I meant that in a semantic way, the relation ‘child of X’ does not mean anything anymore when X is removed. Everything still works, but the initial choice of the user of ‘I want to watch what happens on Y because it’s the child of X’ is not really meaningful anymore IMO.

1 Like

ok thanks for clarifying, and for the feedback. I think what you say might make sense regarding the actual behaviour of the listener we have when moving page, which also refactor those filters, whatever if it’s a page only or a page with children filter.
Now I’m honestly not sure it would be always expected for users.

Actually, I think we can handle that reasonably cleanly (for the case of non-folded DocumentDeletedEvent).

There are two use cases:

  • the DocumentDeletedEvent is folded (it was deleted as part of some higher level action): strangely, this one is a bit more complex than the other. At first, it feels like we can immediately cleanup the filters since it’s not going to produce a user notification. Problem is that another event not yet fully dispatched might involve this document too.

  • the DocumentDeletedEvent is not folded (it was directly deleted): we could do the cleanup in UserEventDispatcher: if the stream event we just dispatched is a document delete then we cleanup the user for which the notification just been dispatched. If we want something a bit more generic we can move that logic to a listener listening to a UserEventDispatchedEvent produced by UserEventDispatcher for each stream event/user couple it just finished handling.

Sounds good indeed

We could maybe handle that with a dedicated DeletingFilterEvent cancelable: we’d trigger the event before performing the clean up of the filter and if something cancel it we don’t perform it. It’d allow extensions to prevent performing the clean up in specific known cases with a dedicated listener.

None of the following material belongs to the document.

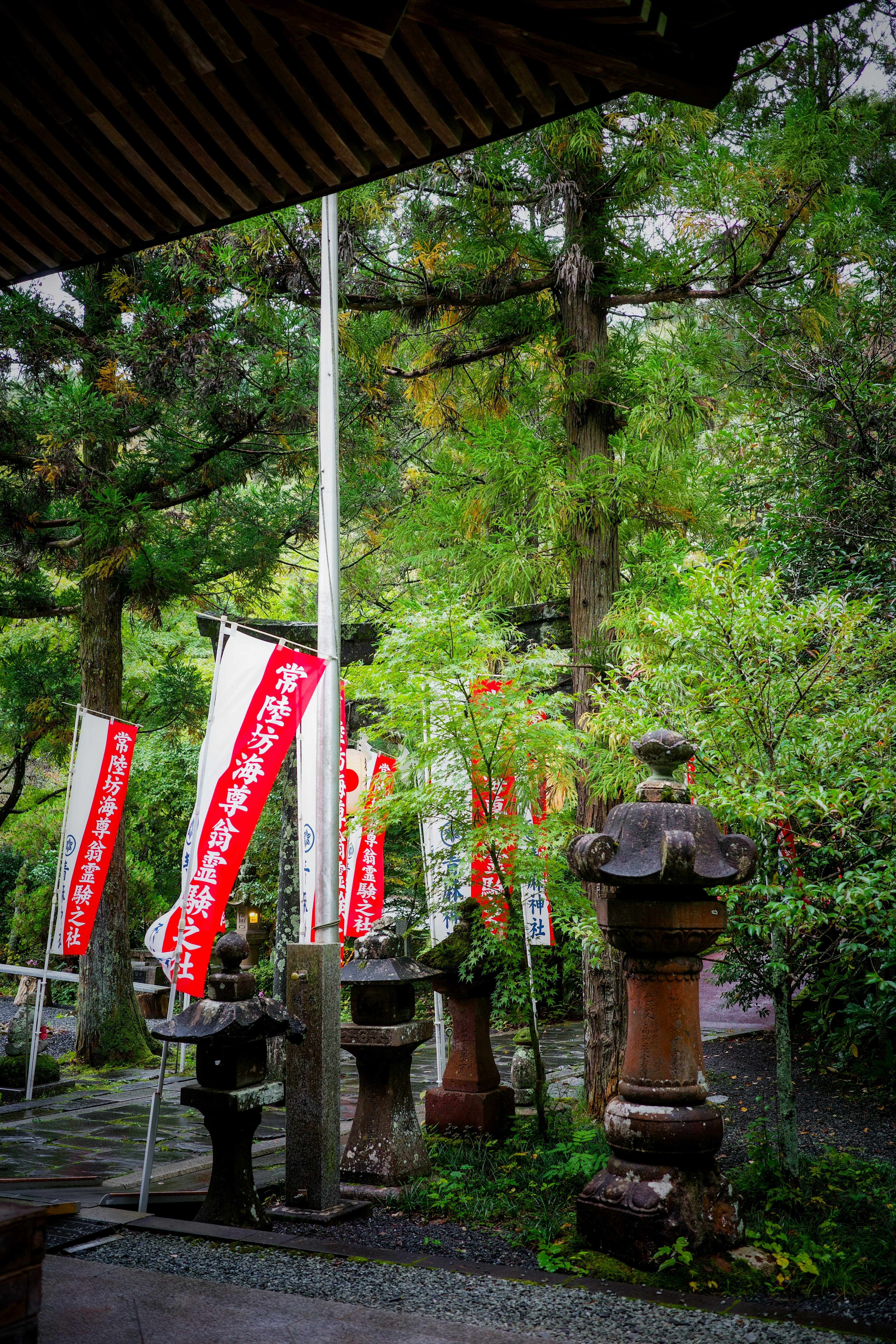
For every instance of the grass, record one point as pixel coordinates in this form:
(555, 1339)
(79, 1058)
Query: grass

What I’m wondering is the following scenario: a document is deleted by accident and later restored. Now all notification filters are gone. Is that correct and expected? I wouldn’t expect it, to be honest. Could we maybe delay deleting the filter to the point where the document is removed from the recycle bin?

That’s indeed a good point.

I guess it’s an option if the recycle bin is enabled. It also avoids the complexity mentioned before then: we only perform the clean up when deleting from recycle bin.

For me, either we clean or we don’t (is the filter attached to the actual document or just the location ?), but I don’t see how removing the document from the recycle bin (which in most cases never really happen even if the document is never going to be restored) would be a criteria.

Hello all,

Since the recycle bin may or may not be cleaned in time, it would result in pages being leftover for too long in the filters of users and it would be just as incomprehensible as it is today.

It would be indeed be “surprising” that restoring a page from the recycle bin doesn’t restore its filters, but it is similar to many other deletions we have in XWiki that trigger additional cleanup: deleting a user deletes it from the groups and restoring never puts it back, now that deletes allow to re-link the incoming links I doubt that restoring a page from the recycle bin would put back the links, etc.
We may need to explain better what restore from the recycle bin does and what it doesn’t, it’s not a rollback in time it’s just a way to recover content.

As for what gets cleaned up, I think we should also clean up spaces, if spaces are deleted - or if the homepage of the space is deleted.

Thanks for handling this,
Anca

Hi, I’m coming back on this as I’m planning to perform the implementation.
So after reading again the thread I’ll perform what I wrote above on Thomas’ idea:

  1. Clean immediately the user filters in UserEventDispatcher in case of not folded DocumentDeletedEvent
  2. Handled folded DocumentDeletedEvent with a cancelable DeletingFilterEvent

I will also document as limitation in Notification that the filters are immediately clean up when a document is deleted and restoring the doc won’t provide them back. I’m hesitating to provide a configuration to keep supporting the old behaviour to never cleanup them if needed, do you think it’s needed?

Also I’m hesitating between adding a migration for cleaning up instances, or just providing a snippet?

I feel like a migration is in order (but it always feels more needed when you are not the one writing it).